There’s an episode in Season 2 with Leo. He is a Latino man, father of two. And he has suffered from father’s guilt. Literally, within 5 minutes of our conversation, he started crying. He expressed that no one had talked to him about the guilt he had and what he was feeling. It shifted the way that I helped him on the show. I helped him interact with other fathers. I see moms. I see their support groups. But I never see men doing that. I’m like, ‘We’re out here!’ It’s just not something that the media popularizes.
Is it difficult to work with people who are very different than you — like those who may be Trump supporters or may not support gay rights?
I grew up in the South. I was born and raised in Houston, Texas. When my parents got divorced, I moved to Florida. These are predominantly white neighborhoods I lived in. So being a young, black gay boy with the name like Karamo, I constantly came across people who were different than me.
When I was dealing with the Trump supporter in Season 1, Cory, who was also a police officer, and we had a conversation about Black Lives Matter. That’s not a hard conversation for me to have. I’ve had to talk to people who were different from me all my life. Helping them to see my perspective, while also seeing theirs, is a gift that I believe I have.
Jonathan Van Ness and I got into a disagreement because I went to the White House and talked to them about art therapy. He was like, “Why are you going there? They don’t like you.” For me, it was like, it doesn’t matter if they don’t like me. I cannot stay out of the room. I have to be in the room to expose them to me so that maybe one person in there has a change of heart.
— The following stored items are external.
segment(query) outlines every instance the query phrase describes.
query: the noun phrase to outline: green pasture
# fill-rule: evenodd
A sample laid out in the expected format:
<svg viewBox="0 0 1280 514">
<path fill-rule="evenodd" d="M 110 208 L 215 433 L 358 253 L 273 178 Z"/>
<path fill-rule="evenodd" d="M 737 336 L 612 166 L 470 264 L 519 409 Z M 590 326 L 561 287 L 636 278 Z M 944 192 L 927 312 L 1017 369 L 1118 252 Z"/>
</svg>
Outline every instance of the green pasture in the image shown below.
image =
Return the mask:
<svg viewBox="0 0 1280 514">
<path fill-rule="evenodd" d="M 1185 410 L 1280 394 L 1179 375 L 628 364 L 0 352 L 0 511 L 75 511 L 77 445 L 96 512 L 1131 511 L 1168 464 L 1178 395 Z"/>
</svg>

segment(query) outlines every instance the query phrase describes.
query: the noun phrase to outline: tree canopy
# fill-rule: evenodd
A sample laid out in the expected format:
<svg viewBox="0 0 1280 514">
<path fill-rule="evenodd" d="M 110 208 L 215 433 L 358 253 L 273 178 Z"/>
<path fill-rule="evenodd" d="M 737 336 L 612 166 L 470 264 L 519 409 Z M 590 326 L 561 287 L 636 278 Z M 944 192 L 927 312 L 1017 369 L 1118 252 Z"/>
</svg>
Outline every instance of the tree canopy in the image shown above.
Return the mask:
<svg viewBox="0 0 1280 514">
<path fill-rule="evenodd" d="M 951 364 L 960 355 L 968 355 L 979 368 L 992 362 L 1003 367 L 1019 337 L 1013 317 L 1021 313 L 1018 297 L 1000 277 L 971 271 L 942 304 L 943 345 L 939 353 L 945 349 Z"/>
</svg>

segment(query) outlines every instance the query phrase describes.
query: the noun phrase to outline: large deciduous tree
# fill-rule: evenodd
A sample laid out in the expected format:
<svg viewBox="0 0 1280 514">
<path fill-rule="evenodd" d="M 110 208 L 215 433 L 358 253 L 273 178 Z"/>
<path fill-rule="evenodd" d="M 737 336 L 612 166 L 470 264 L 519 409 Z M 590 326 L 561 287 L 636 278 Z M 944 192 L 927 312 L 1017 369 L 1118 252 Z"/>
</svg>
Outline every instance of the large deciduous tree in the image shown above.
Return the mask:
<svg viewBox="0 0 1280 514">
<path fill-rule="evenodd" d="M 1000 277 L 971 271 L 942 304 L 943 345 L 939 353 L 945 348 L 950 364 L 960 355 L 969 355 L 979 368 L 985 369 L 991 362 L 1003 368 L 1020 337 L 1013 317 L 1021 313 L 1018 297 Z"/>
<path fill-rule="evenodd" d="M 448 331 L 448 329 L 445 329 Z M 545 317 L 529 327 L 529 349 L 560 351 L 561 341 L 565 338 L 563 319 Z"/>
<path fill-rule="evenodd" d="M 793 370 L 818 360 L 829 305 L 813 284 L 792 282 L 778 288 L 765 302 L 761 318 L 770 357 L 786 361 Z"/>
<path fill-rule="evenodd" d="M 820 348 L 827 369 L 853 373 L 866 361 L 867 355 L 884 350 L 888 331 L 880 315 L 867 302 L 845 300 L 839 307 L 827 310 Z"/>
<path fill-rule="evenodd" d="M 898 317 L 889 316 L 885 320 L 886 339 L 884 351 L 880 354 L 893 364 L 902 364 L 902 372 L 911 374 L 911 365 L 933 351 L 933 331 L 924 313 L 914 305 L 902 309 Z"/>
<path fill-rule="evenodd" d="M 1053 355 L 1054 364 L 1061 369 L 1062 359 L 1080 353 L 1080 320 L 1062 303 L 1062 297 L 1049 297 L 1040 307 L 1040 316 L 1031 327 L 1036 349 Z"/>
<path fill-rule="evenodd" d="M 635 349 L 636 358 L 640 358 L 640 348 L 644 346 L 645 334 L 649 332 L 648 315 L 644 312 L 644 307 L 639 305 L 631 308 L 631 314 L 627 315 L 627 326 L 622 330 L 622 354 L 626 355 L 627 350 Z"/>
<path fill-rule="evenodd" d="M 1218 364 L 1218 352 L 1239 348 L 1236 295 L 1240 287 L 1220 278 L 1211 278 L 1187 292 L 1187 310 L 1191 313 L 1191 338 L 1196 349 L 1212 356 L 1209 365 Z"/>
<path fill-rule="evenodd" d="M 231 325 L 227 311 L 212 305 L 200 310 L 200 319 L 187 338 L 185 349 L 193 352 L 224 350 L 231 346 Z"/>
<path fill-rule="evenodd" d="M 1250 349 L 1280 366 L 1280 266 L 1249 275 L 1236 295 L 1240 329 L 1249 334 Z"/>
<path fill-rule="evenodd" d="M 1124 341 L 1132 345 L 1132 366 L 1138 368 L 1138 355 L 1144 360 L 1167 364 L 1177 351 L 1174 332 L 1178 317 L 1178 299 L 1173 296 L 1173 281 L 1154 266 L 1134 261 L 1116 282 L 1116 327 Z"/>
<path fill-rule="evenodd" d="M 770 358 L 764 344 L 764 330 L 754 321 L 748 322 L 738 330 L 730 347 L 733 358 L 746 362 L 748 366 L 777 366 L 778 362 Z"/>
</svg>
It seems like this iteration if Queer Eye goes a bit deeper, emotionally, than the first. Maybe it’s because our understandings of gender and sexuality have shifted over the past decade, but I don’t know. What do you think?
I don’t really ever talk about this, but the big shift in the show — and there’s no ego in this statement — is because of my role. In the first show, the culture guy was like, “Let me give you Broadway tickets!” It was my intention to open these guys up.
The second episode we ever shot, a crewmember came up to our trailer, and said to me, “Stop making the men cry.” I swear to God. The other guys will tell you. He said, “This is not the show. This is a comedy, light hearted, fun show.” Luckily, I had four men standing beside me, who I respect, and who respect me and they said, “No, he’s going to keep doing what he’s doing. And we’re going to keep going on this journey with him.”
It was important to you to get to know these guys and help them on a deeper level.
I knew we couldn’t just walk in there and be like, “Oh! Everything’s fine! We’re just going to make you over and we’re not going to talk about any other thing! We’re not going to talk about the fact that you’re emotionally abusive to your wife! We’re not going to talk about the fact that you’re not a great father! We’re not going to talk about the fact that you voted for Trump and we’re gay men!” I was like, ‘Not going to happen.’
What do you wish all dads knew about themselves?
I wish that fathers knew the guilt is normal and that they should communicate that guilt to their wife and kids — that they don’t have to keep a strong face. And it’s okay for them to channel that guilt into action when they are around their kids. To spend time with them. And also that it’s okay to take a moment for yourself. I was with a guy recently and I told him that it was okay to need 30 minutes for himself. I told him something very simple: ‘Allow me to show up for me, which allows me to show up for you.’